His game benefited further from four seasons in France, with Brive and then Castres. "Over there I learnt how French backs run differently, they pick their angles before you pass the ball to them, run wider and deeper."

Townsend enjoyed French rugby – "the support, the colour, the noise, it's unique" – but was persuaded this year to return to his native Borders. It has been a tumultuous time in his life both domestically – "my wife had our first baby on my first day of training" – and professionally. Bizarrely, Scotland's rugby heartland was overlooked when the nation's professional sides were being formed. Borders have had some catching up to do, and Townsend has taken a calculated gamble in moving to an untried team.

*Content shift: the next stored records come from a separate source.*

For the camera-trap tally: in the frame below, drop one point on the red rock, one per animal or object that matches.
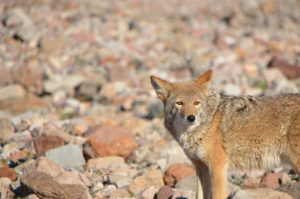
(289, 70)
(30, 76)
(164, 192)
(18, 106)
(176, 172)
(271, 180)
(44, 143)
(6, 172)
(109, 140)
(17, 156)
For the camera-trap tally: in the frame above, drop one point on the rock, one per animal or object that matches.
(4, 187)
(187, 183)
(260, 194)
(18, 157)
(32, 196)
(165, 192)
(69, 83)
(17, 17)
(271, 180)
(14, 91)
(6, 128)
(119, 193)
(68, 177)
(289, 70)
(26, 167)
(87, 90)
(177, 172)
(105, 162)
(8, 149)
(45, 143)
(292, 189)
(44, 186)
(31, 74)
(68, 156)
(151, 177)
(119, 179)
(6, 172)
(156, 109)
(108, 140)
(48, 166)
(148, 193)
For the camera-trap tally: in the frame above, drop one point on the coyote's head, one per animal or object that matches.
(185, 102)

"Because there's been no professional rugby in the Borders until now, there's a generation of 22- to 27-year-olds who haven't played at the top level, and so there's a lack of quality. Everyone knows now that it was a mistake. There's the same passion for rugby in the Borders as in the south-west of France, or the south-west of England. But we're getting there.

"I never thought we'd get to the level of beating Glasgow five tries to nil, as we did a few weeks ago."

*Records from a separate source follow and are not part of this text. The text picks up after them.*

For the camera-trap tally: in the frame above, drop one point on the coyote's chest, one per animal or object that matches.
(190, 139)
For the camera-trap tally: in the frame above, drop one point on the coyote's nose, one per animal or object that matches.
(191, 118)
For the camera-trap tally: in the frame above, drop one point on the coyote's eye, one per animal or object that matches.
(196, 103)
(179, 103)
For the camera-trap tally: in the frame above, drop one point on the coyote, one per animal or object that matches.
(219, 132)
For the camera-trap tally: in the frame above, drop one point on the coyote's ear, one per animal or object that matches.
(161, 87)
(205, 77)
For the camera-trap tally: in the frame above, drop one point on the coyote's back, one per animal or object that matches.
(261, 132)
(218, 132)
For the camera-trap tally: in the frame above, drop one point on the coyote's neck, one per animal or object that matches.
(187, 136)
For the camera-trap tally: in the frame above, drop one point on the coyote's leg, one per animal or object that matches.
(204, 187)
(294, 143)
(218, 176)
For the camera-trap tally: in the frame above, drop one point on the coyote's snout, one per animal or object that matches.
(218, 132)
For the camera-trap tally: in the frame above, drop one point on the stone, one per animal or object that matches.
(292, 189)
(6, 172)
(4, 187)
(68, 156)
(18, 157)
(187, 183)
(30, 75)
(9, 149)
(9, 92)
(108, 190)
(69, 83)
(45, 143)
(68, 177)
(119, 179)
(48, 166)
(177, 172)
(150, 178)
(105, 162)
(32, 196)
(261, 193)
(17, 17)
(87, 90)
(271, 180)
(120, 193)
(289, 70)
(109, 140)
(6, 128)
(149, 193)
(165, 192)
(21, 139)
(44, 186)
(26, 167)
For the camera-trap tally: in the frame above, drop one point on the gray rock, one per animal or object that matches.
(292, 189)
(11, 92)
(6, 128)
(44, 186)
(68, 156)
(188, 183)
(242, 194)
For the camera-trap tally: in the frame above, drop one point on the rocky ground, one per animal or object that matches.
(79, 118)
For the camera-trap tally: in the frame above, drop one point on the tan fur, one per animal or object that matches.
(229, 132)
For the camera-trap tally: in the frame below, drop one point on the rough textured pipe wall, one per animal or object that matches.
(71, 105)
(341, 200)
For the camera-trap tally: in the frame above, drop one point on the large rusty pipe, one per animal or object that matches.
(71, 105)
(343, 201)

He hopes, too, that the fierce local rivalries between the Borders towns will begin to diminish now that there is a single regional team. But old abuse dies hard. In his first game for Borders, at Hawick, he was lambasted by a member of the home crowd, who shouted: 'Get back tae Galae, ye pailmerk'!"

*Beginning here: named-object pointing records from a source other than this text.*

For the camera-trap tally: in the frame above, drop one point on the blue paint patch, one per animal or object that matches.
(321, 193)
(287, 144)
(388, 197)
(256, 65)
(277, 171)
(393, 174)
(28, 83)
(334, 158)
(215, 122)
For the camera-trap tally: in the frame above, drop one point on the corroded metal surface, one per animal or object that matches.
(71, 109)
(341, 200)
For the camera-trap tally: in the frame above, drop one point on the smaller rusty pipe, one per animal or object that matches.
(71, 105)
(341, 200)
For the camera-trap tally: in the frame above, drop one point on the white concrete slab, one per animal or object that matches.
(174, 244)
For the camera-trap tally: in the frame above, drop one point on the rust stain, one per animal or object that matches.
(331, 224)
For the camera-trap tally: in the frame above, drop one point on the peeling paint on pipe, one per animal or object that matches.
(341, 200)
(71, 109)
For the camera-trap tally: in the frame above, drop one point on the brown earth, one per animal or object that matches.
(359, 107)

Apparently, pailmerk is a term of abuse based on the belief that Galashiels was the last town in the area to get indoor lavatories, and that Gala residents still had the mark of an outdoor pail on their backsides while the more fortunate folk of Hawick and Melrose were sitting indoors in comfort.

But if Townsend shows opposing South African backs a clean pair of heels next Saturday, then whether or not his posterior is marked, even the most bigoted native of Hawick will surely forgive him his birthplace. First, though, he has to be selected.

b.viner@independent.co.uk

Gregor Townsend The Life and Times

Name: Gregor Townsend

Born: 26 April 1973 in Edinburgh

Position: Fly-half or centre

Height: 6ft Weight: 13st 3lb

International career: Scotland: 66 senior caps; 157 points; 16 tries; made his debut as a replacement in a 26-12 defeat to England at Twickenham. Lions: Two caps on the victorious 1997 tour in South Africa.

Clubs: Schoolboy-1995 Gala; 1995-1998 Northampton ; 1998-2001 Brive; 2001-2002 Castres; 2002-present Borders.

Career: After graduating from Edinburgh University in the days of amateurism, Townsend stayed at Gala. He played there until leaving for Northampton in 1995. He combined this with working as a banker. Became a full-time professional at Northampton and played much of the time at centre, kept out of the No.10 shirt by Paul Grayson. Left for a successful spell in France at Brive and then Castres.

He says (on joining Borders): "I am delighted to be coming back home. It is seven years since I left Gala to experience new challenges in different rugby environments and to come back home to this ground is just great. I am very excited about the future here. I just can't wait for next season to start. I am always willing to improve my game and this gives me a brand new challenge." They say: "He is a world-class player and his commitment to the side signals the standard we want to set ourselves, and Gregor is a big part of that. It is important to the side to have players of his quality. He is a player we have targeted. He is a player at the top of his game and is playing some of the best rugby of his life." Borders coach Tony Gilbert.